Interns At Tech Companies Are Better Paid Than Most American Workers (qz.com)
According to a survey conducted by Jesse Collins, a senior at Purdue University and former Yelp intern, interns at tech companies make much more money on an annualized basis than workers in the vast majority of other occupations. From a report on Quartz: About 300 of the nearly 600 people who responded to the survey said they had received internship offers from big companies like Facebook, Twitter, Yelp, and Goldman Sachs for 2017. On average, the internship recipients said they would be paid $6,500 per month, the equivalent of $78,000 per year (the survey is still open, so results may change).

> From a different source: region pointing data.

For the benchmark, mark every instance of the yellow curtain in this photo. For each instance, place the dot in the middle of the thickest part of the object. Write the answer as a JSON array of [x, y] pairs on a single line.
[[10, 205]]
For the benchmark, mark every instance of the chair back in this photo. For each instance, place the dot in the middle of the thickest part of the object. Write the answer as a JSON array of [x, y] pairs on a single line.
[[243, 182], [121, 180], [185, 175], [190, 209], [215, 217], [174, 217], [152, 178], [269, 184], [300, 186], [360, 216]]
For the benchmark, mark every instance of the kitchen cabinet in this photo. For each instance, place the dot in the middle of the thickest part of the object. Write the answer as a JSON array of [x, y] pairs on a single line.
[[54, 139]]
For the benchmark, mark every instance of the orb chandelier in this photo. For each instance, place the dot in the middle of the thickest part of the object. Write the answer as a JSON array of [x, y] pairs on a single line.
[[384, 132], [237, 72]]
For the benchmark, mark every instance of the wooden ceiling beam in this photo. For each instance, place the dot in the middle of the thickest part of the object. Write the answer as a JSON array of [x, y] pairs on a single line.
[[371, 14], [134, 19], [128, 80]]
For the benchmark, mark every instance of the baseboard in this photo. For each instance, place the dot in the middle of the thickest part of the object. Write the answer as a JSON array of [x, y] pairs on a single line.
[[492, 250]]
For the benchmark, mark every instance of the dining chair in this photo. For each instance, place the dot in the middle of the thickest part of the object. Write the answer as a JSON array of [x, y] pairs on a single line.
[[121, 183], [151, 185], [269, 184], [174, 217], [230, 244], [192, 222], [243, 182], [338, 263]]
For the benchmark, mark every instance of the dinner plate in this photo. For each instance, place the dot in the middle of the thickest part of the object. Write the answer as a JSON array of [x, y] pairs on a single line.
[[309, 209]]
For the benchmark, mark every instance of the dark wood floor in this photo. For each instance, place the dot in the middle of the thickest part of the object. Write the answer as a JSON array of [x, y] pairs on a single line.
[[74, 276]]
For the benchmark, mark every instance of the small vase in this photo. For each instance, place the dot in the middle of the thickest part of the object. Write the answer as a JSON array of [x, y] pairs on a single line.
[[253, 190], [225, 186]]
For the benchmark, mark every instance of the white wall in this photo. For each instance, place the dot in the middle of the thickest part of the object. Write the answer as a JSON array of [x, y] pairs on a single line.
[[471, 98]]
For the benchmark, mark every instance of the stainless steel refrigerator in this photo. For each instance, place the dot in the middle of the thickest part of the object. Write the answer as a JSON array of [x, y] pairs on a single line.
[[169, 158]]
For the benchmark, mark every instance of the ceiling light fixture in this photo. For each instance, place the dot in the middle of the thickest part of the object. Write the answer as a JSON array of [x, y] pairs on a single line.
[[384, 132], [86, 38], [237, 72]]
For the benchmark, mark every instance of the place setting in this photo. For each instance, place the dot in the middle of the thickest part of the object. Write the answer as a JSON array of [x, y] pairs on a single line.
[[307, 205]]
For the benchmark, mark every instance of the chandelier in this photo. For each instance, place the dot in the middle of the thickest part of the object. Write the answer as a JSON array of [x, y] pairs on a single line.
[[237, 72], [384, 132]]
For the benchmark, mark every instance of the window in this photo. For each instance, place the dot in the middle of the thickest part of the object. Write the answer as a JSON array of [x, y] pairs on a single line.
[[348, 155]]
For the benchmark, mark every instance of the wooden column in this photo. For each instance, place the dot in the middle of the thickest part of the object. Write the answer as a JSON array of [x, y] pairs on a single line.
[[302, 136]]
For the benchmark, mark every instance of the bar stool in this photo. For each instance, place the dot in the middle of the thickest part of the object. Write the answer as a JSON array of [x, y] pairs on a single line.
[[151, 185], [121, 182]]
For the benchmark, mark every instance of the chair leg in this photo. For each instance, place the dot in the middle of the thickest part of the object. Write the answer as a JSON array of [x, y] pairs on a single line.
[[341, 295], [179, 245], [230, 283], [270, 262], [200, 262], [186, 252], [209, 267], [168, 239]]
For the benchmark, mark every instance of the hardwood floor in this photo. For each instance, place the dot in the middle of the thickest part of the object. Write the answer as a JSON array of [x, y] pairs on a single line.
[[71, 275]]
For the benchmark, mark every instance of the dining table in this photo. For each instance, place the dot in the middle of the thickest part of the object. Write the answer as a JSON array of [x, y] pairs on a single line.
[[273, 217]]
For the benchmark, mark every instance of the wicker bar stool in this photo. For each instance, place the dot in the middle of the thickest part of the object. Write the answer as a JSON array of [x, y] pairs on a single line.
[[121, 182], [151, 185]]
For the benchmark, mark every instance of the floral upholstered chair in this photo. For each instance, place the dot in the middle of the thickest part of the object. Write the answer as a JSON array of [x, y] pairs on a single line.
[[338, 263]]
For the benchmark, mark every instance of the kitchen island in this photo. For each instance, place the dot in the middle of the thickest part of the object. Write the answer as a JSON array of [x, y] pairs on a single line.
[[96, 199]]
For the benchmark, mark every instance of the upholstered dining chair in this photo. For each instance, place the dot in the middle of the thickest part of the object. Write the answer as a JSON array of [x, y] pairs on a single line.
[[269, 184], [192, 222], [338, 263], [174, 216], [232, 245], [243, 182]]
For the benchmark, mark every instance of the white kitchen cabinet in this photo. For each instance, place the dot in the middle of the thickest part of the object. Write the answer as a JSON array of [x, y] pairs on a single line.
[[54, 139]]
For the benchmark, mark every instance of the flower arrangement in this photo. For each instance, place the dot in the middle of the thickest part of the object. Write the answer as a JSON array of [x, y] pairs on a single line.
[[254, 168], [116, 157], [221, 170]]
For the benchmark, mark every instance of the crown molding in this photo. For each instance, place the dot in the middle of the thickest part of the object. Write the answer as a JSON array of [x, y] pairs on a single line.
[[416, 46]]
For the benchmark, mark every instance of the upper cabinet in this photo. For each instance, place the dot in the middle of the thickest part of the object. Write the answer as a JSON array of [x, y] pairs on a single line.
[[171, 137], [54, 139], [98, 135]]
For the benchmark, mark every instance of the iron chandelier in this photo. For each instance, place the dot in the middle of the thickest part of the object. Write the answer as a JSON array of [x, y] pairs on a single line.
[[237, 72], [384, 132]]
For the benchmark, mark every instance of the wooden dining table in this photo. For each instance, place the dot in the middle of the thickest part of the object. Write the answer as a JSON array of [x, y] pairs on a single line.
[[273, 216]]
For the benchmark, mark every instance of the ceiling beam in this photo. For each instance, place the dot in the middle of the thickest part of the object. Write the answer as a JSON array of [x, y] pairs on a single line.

Many also said they would receive more than $1,000 worth of stipends per month for housing and travel or signing bonuses. Internships typically run for a summer, but we've annualized the numbers. If the average intern who responded to Collins' survey were to work for a year, he would make $30,000 more than the average annual income for all occupations in the U.S., which is $48,000. Of the 1,088 occupation categories within which the Bureau of Labor Statistics tracks average income, workers in only about 200 of them on average make more money in a year than the intern would.
Many of these tech companies are located in areas that have a very high cost of living, so it's unfair to compare their intern salaries with average workers in the rest of the country. Also, many of these interns are either in high-demand programs at prestigious universities or already have degrees from them, and are doing actual productive work. They are not spending their time fetching coffee or shadowing real employees.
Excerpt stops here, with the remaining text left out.